This project implements deep learning models to match optical flashes with charged particle tracks in liquid argon time projection chambers (LArTPC) for neutrino physics experiments. The core challenge is predicting the expected light pattern (photoelectron counts on photomultiplier tubes) from 3D particle trajectories.
- Project Overview
- Code Organization
- Training Data
- Model Training
- Inference and Analysis
- Getting Started
- Key Files Reference
In liquid argon detectors, charged particles create two types of signals:
- Ionization tracks: 3D trajectories reconstructed from wire chamber data
- Scintillation light: Optical flashes detected by photomultiplier tubes (PMTs)
The goal is to train neural networks that can predict the expected PMT light pattern given a 3D particle track, enabling better event reconstruction and particle identification.
- Input: 3D voxelized particle tracks with charge information
- Output: Predicted photoelectron (PE) counts for 32 PMTs
- Models: MLP, SIREN, and sparse convolutional architectures
- Loss Functions: Poisson negative log-likelihood with Earth Mover's Distance (EMD)
flashmatchdata_petastorm/
├── flashmatchnet/ # Main Python package
│ ├── data/ # Data loading and preprocessing
| | ├── read_flashmatch_hdf5.py # Read the current training data
| | ├── flashmatch_mixup.py # Load the training data. Mix two examples together when loading.

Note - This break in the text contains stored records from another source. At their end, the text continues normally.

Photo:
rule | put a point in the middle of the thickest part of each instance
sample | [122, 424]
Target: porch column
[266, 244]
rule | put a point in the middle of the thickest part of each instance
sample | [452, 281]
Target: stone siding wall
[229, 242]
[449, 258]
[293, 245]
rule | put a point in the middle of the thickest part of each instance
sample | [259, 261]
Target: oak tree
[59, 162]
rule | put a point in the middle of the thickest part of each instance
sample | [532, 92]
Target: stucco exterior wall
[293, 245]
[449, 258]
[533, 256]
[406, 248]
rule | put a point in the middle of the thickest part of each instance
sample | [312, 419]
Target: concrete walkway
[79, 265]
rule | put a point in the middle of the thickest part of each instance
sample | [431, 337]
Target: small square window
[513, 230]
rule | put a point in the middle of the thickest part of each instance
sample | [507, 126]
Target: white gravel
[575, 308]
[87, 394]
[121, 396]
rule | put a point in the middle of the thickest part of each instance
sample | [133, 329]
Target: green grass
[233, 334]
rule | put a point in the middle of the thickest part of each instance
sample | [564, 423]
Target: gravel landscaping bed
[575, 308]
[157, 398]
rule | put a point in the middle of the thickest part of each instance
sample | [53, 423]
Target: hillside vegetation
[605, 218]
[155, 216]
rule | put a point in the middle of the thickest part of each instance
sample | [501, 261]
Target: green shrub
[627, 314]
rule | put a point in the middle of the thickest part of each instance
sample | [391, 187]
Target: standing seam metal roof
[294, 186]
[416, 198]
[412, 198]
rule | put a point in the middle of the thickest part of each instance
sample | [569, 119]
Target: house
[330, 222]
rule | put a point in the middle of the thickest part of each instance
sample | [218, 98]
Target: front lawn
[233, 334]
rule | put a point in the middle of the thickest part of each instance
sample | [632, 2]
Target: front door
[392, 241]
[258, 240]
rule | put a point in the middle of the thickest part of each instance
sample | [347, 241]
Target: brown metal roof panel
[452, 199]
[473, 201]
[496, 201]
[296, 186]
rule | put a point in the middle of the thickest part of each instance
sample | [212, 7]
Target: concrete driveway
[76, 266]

│ │ ├── petastormschema.py # (deprecated) Legacy Petastorm data schema
│ │ ├── reader.py # (deprecated) Legacy Petastorm data reader
│ │ ├── flashmatchdata.py # (deprecated) Legacy data utilities
| | └── flashmatch_hdf5_reader.py # (deprecated) Legacy PyTorch DataLoader for HDF5
│ ├── model/ # Neural network architectures
│ │ ├── flashmatchMLP.py # Multi-layer perceptron model
│ │ └── ... # Other model architectures
│ ├── losses/ # Loss function implementations
│ │ └── loss_poisson_emd.py # Main loss function
│ └── utils/ # Utility functions
│ ├── pmtutils.py # PMT geometry utilities
│ └── coord_and_embed_functions.py # Coordinate embeddings
├── dependencies/ # Git submodules
│ ├── geomloss/ # Optimal transport losses
│ └── siren-pytorch/ # SIREN neural networks
├── data_prep/ # Code and scripts to prepare training data [see data_prep/README.md](./data_prep/README.md)
├── mcstudy_prep/ # (deprecated) Corsika-simulation MC Data preparation scripts
├── analysis/ # Analysis and visualization tools (TODO)
│
# New HDF5 Data System (Recommended)
├── arxiv/flashmatch_hdf5_writer.py # Convert ROOT → HDF5
├── arxiv/train_mlp_hdf5.py # Training script using HDF5
├── arxiv/example_hdf5_usage.py # Example usage and testing
│
# Legacy Petastorm System (deprecated)
├── arvix/make_flashmatch_training_data.py # Convert ROOT → Petastorm
├── arvix/train_mlp.py # MLP training (Petastorm)
├── arxiv/train_siren.py # SIREN training (Petastorm). Used on "v3" data. Trained relatively well.
├── arxiv/train_lightmodel.py # Light model training
│
# Analysis and Inference (deprecated)
├── arxiv/model_inference_analysis.py # Run inference on trained models
├── arxiv/data_studies.py # Data exploration scripts
├── arxiv/view_flashmatch_data.ipynb # Jupyter notebook for visualization
│
# Job Submission (HPC)
├── submit_train_mlp_p1cmp075.sh # SLURM job submission script
└── setenv.sh # Environment setup
The training data consists of matched pairs of:
-
3D Voxelized Tracks: Particle trajectories discretized into 5cm³ voxels
- Coordinates: (x,y,z) indices in the voxel grid
- Features: Charge deposition per wire plane (3 values per voxel)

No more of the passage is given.